Yesterday was supposedly the birthday of main(){printf("hello, world/n");}

When my site goes silent, even for a day or two, I get the inevitable "are you okay?" emails. Well, if I weren't, I probably wouldn't be able to answer an email ;~).

Yes, this site has been quiet this week. Working on two books, two upcoming online presentations, 16 product reviews, and more means that if something isn't happening requiring news or commentary, I'm going to devote my time to those things. Oh, and I've been shoveling a lot of snow lately, too ;~).

Despite this being a trade show week—CP+ in Japan, typically a big show with lots of product announcements)—the camera industry has been mostly quiet. The pandemic, supply chain issues, lack of travel capability, and more means that all the camera companies are playing things closer to the vest this year. Nikon, in particular, seems to be out of stock of a lot of key products, so personally I'd rather have them addressing that then announcing new ones that I can't obtain. 

I've posted a few new product bits over on that came out of CP+ if you really need to read something I've written this week.

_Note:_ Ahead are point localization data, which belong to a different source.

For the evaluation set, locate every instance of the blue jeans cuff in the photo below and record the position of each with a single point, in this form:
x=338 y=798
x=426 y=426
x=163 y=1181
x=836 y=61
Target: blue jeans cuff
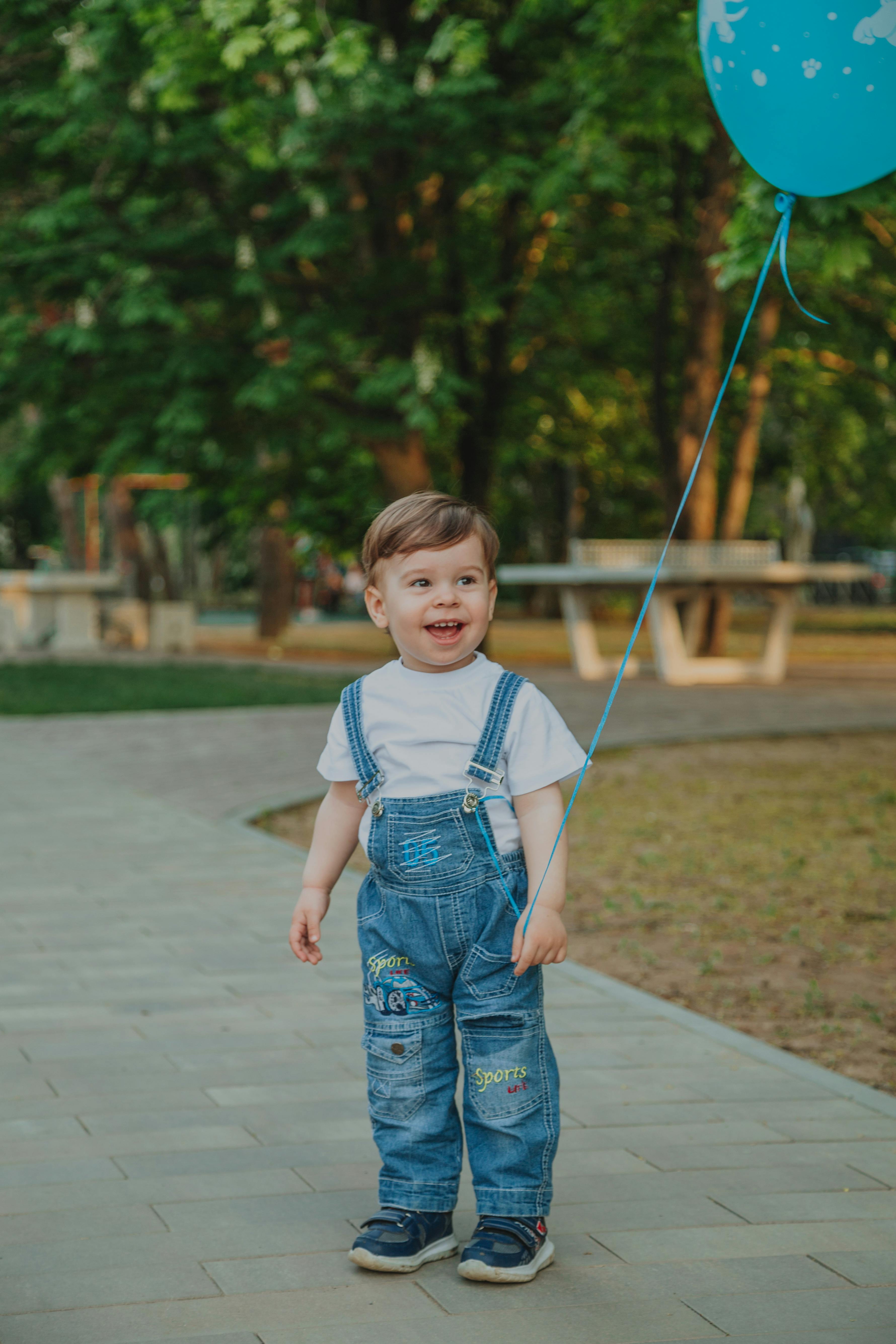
x=429 y=1198
x=514 y=1203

Otherwise, enjoy the silence, shovel your snow, get an appointment for a COVID-19 immunization, or something else useful. 

Solving the Firmware Problem

Nikon's recent Z6 II and Z7 II firmware updates (now available to download) illustrate a problem that all tech companies have, but one that is now plaguing the camera industry.

The Z6 and Z7 are still for sale new on the market. Did they get the appropriate pieces of the new Z6 II and Z7 II firmware in their own firmware update? No. In particular, one small fix that added EXIF information that Final Cut Pro could pick up and display. The remaining things in the update pertain solely to the II models, but that particular issue is one that the original cameras also have. So why didn't we get a firmware update for that? Again, Nikon is still selling those cameras as new; they've not been taken off the market. And frankly, even if they were no longer sold I would argue that this is a fix that should be made.

Nikon isn't the only camera company having this problem. I've seen it with Fujifilm, OM Digital Solutions, and Sony, as well, and I suppose if I looked closely enough, I could find it endemic to all the makers. Even crossing outside of cameras, the problem persists. Samsung just sent a press release on their latest phone that they'd provide security updates for only four years (technically, that's three less years than the company would be committed to repairing said phone). Apple is quick to relegate older OS versions to the "no longer updated" heap, though lately they've tempered that a bit, and you at least still see security updates that go back two or more versions.

I don't want a camera, phone, computer, or car that is abandoned by its maker long before I stop using it. If a tech company wants customer loyalty, they're going to have to step up and make a real commitment to keeping firmware/software secure, bug free, and complete for a known period of time, not the short period of time that some bean counter says has expired. 

Yes, this is difficult. It requires resources that the tech companies would rather use elsewhere, and it has real costs in order to do. As customers, we have to support those companies financially in order for them to do it, and there are only two ways that happens: higher up-front prices, or on-going costs. 

So I'm going to propose a solution. Neither you nor the camera companies are going to 100% like my solution, but the fact that both sides will suffer some pain over it means that it's probably the right solution:

  • COMPANY will provide timely security, bug fix, and feature completion updates for a PRODUCT for a period not less than that for which they must guarantee to provide repair (7 years after last manufacturing of product in the US, which I believe is still the worst case). CUSTOMER may have to pay a fair, annual firmware update fee to have access to those updates after warranty for PRODUCT has expired. 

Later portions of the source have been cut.